EXPECTING A DIFFERENT RESULT

This morning The Washington Post told us what Steve Schmidt of the McCain campaign says his side is going to do to regain the momentum:

Schmidt said the campaign will press two arguments as forcefully as possible in the coming days. One is that Obama is not ready to be commander in chief and that, in a time of two wars, "his policies will make the world more dangerous and America less secure." Second, he said, McCain will argue that, in a time of economic crisis, Obama will raise taxes and spending and "will make our economy worse."

I'm a little bit puzzled by this. Isn't this exactly what the McCain campaign has been doing? Isn't this precisely what isn't working, particularly according to post-debate polls?

But that's the way of the McCain campaign -- when a strategy doesn't seem to be working, or is criticized, the McCain team just sticks with it. Only when it becomes glaringly obvious that the strategy is a millstone does the campaign seem to change course.

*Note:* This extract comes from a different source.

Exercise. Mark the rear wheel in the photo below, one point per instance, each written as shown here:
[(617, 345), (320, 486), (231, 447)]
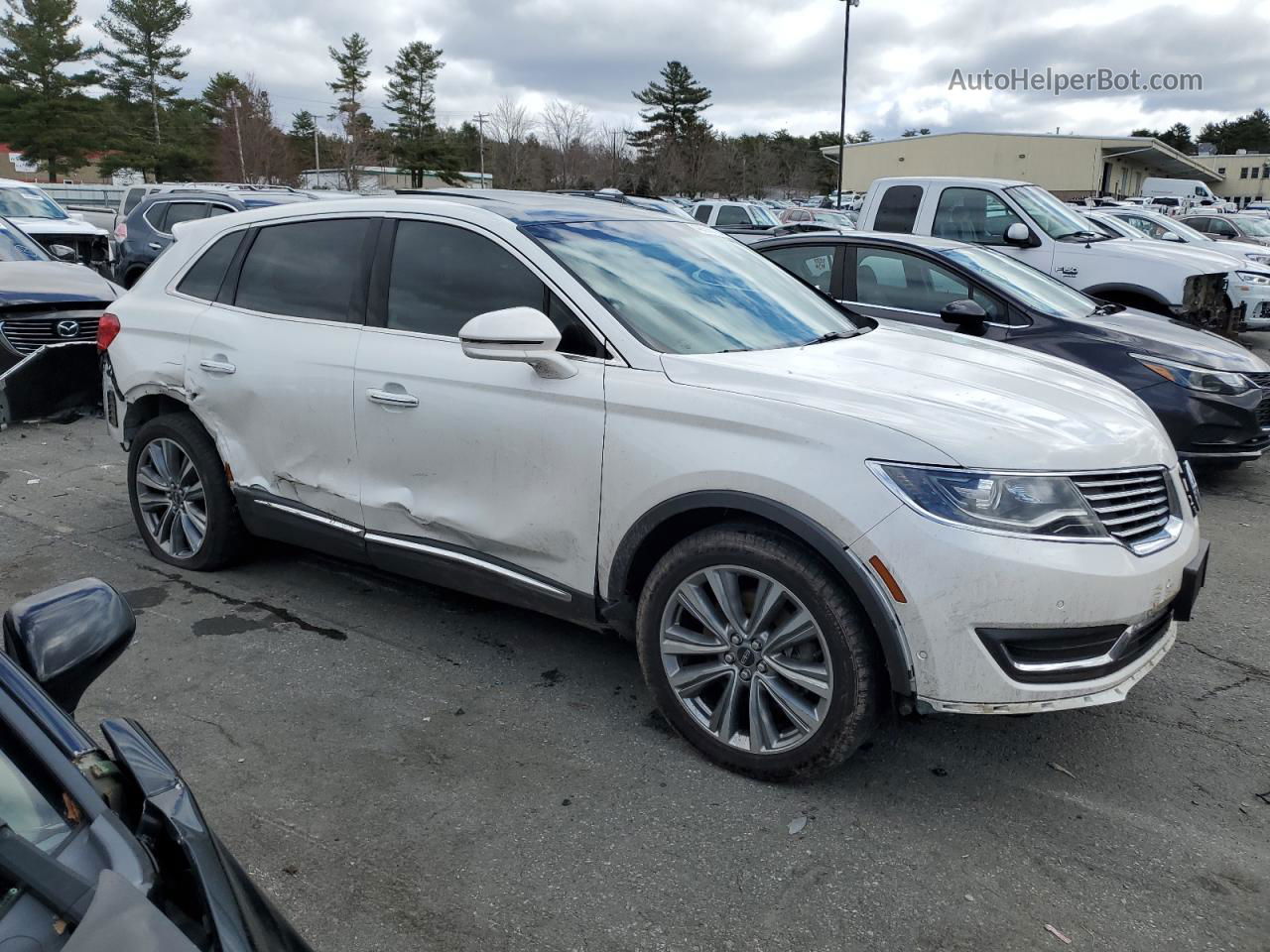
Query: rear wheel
[(757, 654), (181, 499)]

Remember how Team McCain kept sending Sarah Palin out to repeat statements about her record ("I said thanks but no thanks") long after they were debunked? And remember McCain's insistence that "the fundamentals of the economy are strong" was a reference to workers,? Nobody believed that, and yet the McCain campaign still has this ad, which startes with McCain saying "You, the American workers, are the best in the world" in heavy rotation on national television -- as if he can't bear to concede that his upbeat talk was a gaffe.

I think these may be signs of a stubbornness, a tendency to dig in heels, that pervades the McCain campaign.

It makes me think that McCain in the last two debates will probably be just as rude and contemptuous as he was in the first one, and will keep trying to argue that Obama "doesn't understand." Common sense suggests he'll change his talking points and his tone, but I'm not so sure. I think he may be too muleheaded to do that.